We considered the potential impact of reinfections caused by the XBB.1 variant (Arora et al. 2023) and assumed that the reinfection rate would not exceed that observed for the BA.5 or BQ.1 variants. Based on this assumption, we projected Catalonia's future pandemic course, which indicated a stable trend with minor fluctuations, suggesting a stabilization of the pandemic situation.
Our analysis reveals that the COVID-19 case detection rate dropped to 19% from March 28, 2022 onwards, as the health system database only recorded cases with severe symptoms. Before that date, the detection rate was around 30% for Omicron waves and 40% for previous variants. From our analysis, we inferred that approximately 90% of Catalonia's population had been infected or reinfected with SARS-CoV-2. While this value seems high, it aligns with a study conducted in the USA in February 2022 (Clarke et al. 2022), nearly a year earlier.
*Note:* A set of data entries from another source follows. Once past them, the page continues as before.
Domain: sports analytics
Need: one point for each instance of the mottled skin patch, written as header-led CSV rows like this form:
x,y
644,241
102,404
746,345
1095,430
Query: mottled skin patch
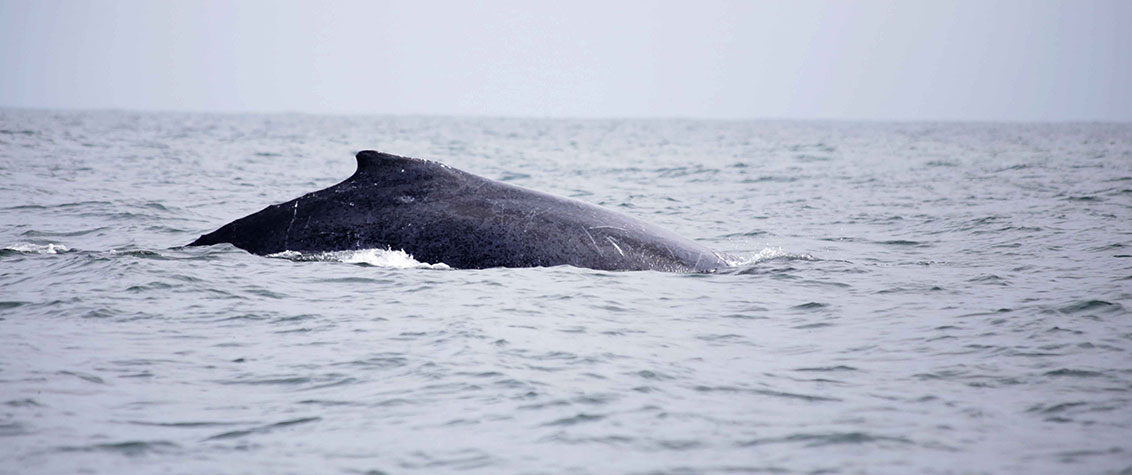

This finding is understandable considering Catalonia's dense population.
We acknowledge that both the DT and the Shadows, which indicate the N1 concentration in wastewater, perform better for larger populations. The effectiveness of this approach diminishes for smaller populations, an area we intend to investigate further.
Finally, we emphasize that the work presented in this paper is not merely an academic proposal but has been implemented as a product accessible through the website https://pand.sdlps.com. A permanent capture of the published website for January 2, 2023, is available (Fonseca i Casas & Garcia Subirana 2023).
DATA AVAILABILITY STATEMENT
All relevant data are included in the paper or its Supplementary Information.
CONFLICT OF INTEREST
The authors declare there is no conflict.